Do healthy-sounding terms such as “organic” or “trans-fat-free” seduce us into eating more than we would otherwise? (I.e., do we feel virtuous eating our “trans-fat-free” french fries and conclude that we’ve earned a cookie?) John Tierney has a great piece exploring the phenomenon. From the article:
Experiments showed that putting a “low fat” label on food caused everyone, especially overweight people, to underestimate its calories, to eat bigger helpings and to indulge in other foods.
The researchers found that customers at McDonald’s were more accurate at estimating the calories in their meal than were customers at Subway, apparently because of the health halo created by advertisements like one showing that a Subway sandwich had a third the fat of a Big Mac.

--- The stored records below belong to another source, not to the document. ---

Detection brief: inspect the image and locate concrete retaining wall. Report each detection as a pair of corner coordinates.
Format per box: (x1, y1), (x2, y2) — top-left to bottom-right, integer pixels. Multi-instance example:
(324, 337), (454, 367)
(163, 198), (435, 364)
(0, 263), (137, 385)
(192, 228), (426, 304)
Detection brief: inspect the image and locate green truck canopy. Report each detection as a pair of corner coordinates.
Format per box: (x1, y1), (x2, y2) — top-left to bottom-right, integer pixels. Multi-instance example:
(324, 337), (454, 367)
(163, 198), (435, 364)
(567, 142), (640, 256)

The health halo from Subway also affected what else people chose to eat, Dr. Chandon and Dr. Wansink reported last year after giving people a chance to order either a Big Mac or a 12-inch Italian sandwich from Subway. Even though the Subway sandwich had more calories than the Big Mac, the people ordering it were more likely to add a large nondiet soda and cookies to the order. So while they may have felt virtuous, they ended up with meals averaging 56 percent more calories than the meals ordered from McDonald’s.
“People who eat at McDonald’s know their sins,” Dr. Chandon said, “but people at Subway think that a 1,000-calorie sandwich has only 500 calories.” His advice is not for people to avoid Subway or low-fat snacks, but to take health halos into account.